Santigold,
“Lights Out”, in https://www.youtube.com/watch?v=G9WRSO7YYco
Nos filamentos da lâmpada
não há sinal de fragilidade. Não é como aquelas lâmpadas que estão por um fio,
literalmente, e o fio mais débil se rompe, extinguindo a luz. Porém, a luz
vertida pela lâmpada tergiversa. Dá a entender que a escuridão pode substituir
a claridade, a qualquer momento.
Inspeciona a lâmpada.
Parece estar tudo a funcionar bem. Talvez por dentro da lâmpada haja elementos
corrosivos que adulteram o seu funcionamento. Talvez possa haver um defeito de
fabrico, estrutural. Mas não importam as causas da anomalia. Sabe que se a
lâmpada não for substituída ficará refém das trevas: é noite. Não demora a
procurar lâmpadas novas, e de preferência daquela medida, que possam estar
algures na casa. Mexe e remexe em gavetas, nos armários para onde é atirado,
com desprezável negligência, tudo o que seja aparentado de ferramentas e
utensílios de bricolage. Não há sinal de lâmpadas novas.
Ao longe, na sala onde
deixou a lâmpada fosca, nota as vacilações da luz que a lâmpada irradia. Até
parece um corpo senescente nos seus derradeiros lampejos, quase a ir-se, a
custo entretecendo o que serão os finais suspiros. A luz desmaia, mas ainda não
se apagou. Tem algumas intermitências: apaga-se por um instante, menos do que
um segundo, e retoma logo a seguir, ressuscitando um fulgor efémero.
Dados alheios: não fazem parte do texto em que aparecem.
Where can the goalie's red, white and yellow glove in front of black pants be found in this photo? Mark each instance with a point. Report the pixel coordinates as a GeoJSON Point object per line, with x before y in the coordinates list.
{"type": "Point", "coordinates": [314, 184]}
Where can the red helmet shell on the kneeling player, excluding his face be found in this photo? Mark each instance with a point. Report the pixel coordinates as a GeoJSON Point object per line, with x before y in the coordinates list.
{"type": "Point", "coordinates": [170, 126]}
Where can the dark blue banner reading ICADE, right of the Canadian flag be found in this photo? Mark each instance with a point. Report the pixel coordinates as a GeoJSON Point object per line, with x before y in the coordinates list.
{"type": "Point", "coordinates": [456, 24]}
Continua
sem encontrar a lâmpada substituta. Põe a hipótese de mudar uma lâmpada que não
esteja acossada pela hibernação, retirá-la de outro candeeiro onde a luz não
faça falta. Só que o candeeiro que alberga a lâmpada fosca é único nas medidas.
As outras lâmpadas não cabem no bujão do candeeiro.
A inquietação cresce com
as tergiversações da lâmpada, cada vez mais frequentes. É naquele lugar da casa
que a luz é precisa naquela noite. Não é noutro compartimento. É lá que a luz
tem serventia. Se se apagar, nem para fosca tendo uso, a lâmpada será
responsável pela impossibilidade da empreitada anotada para aquela noite. Ele
transpira por efeito dos nervos. A lucidez descompõe-se. De repente, rompe com
os hiatos de entendimento. Afinal, esquecera-se do óbvio: as irregularidades na
luminosidade vinham do abastecimento de energia.